3. Calvinism and Arminianism are Both True
I have heard this argument so many times I feel like my head’s going to spin. I don’t fault friends of mine who have made such a claim for making it- rather I attribute the blame for such poor thinking with the spiritual leaders propagating such post-modern gibberish. Usually the argument goes something like this:
Well we know the secret things belong to the Lord, and Scripture teaches that we have a choice and that God chooses us, so I guess the Bible teaches both systems. It must work out in the mind of God somehow even if it doesn’t make sense to us.
The first problem with such thinking is that it assumes misconception 1. Remember, Calvinism teaches that men do have a choice- it’s just that they choose wrong in their sinful state. Secondly, This way of thinking twists Scripture to make its case. It maintains that because some things don’t make sense, it must logically follow that contradictions are perfectly acceptable. Really? So the God who’s nature is logical, who isn’t the author of confusion decides to reveal two valid diametrically opposed belief systems? I guess we may as well accept relativism while we’re at it! The reality is this: Some things we don’t know because we either don’t have the capability of understanding it, or we have not been given the necessary information. This does not mean that we can believe logical impossibilities (such as, we solely choose God and He solely chooses us at the same time and in the same sense). We do choose God, when He gives us the ability to do so. And yes, He does choose to give us this ability. This doesn’t mean that He overrides our personal will, while we are still saved by an act of our personal will.
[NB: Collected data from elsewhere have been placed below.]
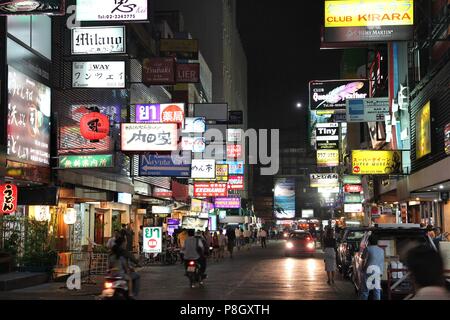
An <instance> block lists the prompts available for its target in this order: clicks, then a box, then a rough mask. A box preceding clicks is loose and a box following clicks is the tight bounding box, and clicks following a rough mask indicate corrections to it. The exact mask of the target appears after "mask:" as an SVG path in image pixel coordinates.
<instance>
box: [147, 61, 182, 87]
mask: <svg viewBox="0 0 450 320" xmlns="http://www.w3.org/2000/svg"><path fill="white" fill-rule="evenodd" d="M142 82H143V83H145V84H147V85H170V84H175V59H174V58H146V59H144V61H143V63H142Z"/></svg>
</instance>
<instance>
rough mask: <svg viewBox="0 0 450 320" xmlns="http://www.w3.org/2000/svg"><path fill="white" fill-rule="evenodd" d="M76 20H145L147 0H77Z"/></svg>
mask: <svg viewBox="0 0 450 320" xmlns="http://www.w3.org/2000/svg"><path fill="white" fill-rule="evenodd" d="M76 16H77V18H76V19H77V21H146V20H148V0H101V1H99V0H96V1H92V0H77V14H76Z"/></svg>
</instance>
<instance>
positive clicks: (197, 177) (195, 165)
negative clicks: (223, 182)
mask: <svg viewBox="0 0 450 320" xmlns="http://www.w3.org/2000/svg"><path fill="white" fill-rule="evenodd" d="M215 177H216V160H214V159H192V166H191V178H194V179H196V178H200V179H201V178H204V179H214V178H215Z"/></svg>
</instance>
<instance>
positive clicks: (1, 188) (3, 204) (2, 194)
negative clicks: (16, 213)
mask: <svg viewBox="0 0 450 320" xmlns="http://www.w3.org/2000/svg"><path fill="white" fill-rule="evenodd" d="M16 208H17V186H15V185H13V184H10V183H7V184H2V185H0V212H1V213H4V214H10V213H13V212H15V211H16Z"/></svg>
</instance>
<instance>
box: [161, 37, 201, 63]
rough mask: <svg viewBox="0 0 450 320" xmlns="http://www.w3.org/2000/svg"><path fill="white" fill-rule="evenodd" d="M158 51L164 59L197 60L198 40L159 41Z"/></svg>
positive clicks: (197, 51) (190, 39)
mask: <svg viewBox="0 0 450 320" xmlns="http://www.w3.org/2000/svg"><path fill="white" fill-rule="evenodd" d="M159 51H160V53H161V55H162V56H164V57H176V58H177V59H182V60H198V40H196V39H160V47H159Z"/></svg>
In closing, I know for many of you this may be new information. I haven’t cited Sciptures or defined all of my terms simply because I expect most people reading this to have a basic understanding of the terms and Scriptures used by both systems. If anyone has questions regarding any of this, or would like information on either theological system feel free to leave a comment with your email address. We need to realize that the ideas being discussed are big ones with far-reaching implications. Your worldview is determined by your theology. I’ve found over and over again that Calvinism is the brunt of jokes and straw man arguments more than any other “sect” of Christianity in the world of secular academia. This is what has inspired me to make some of the defenses above. Because ultimately, where Calvinism goes, so goes Christianity.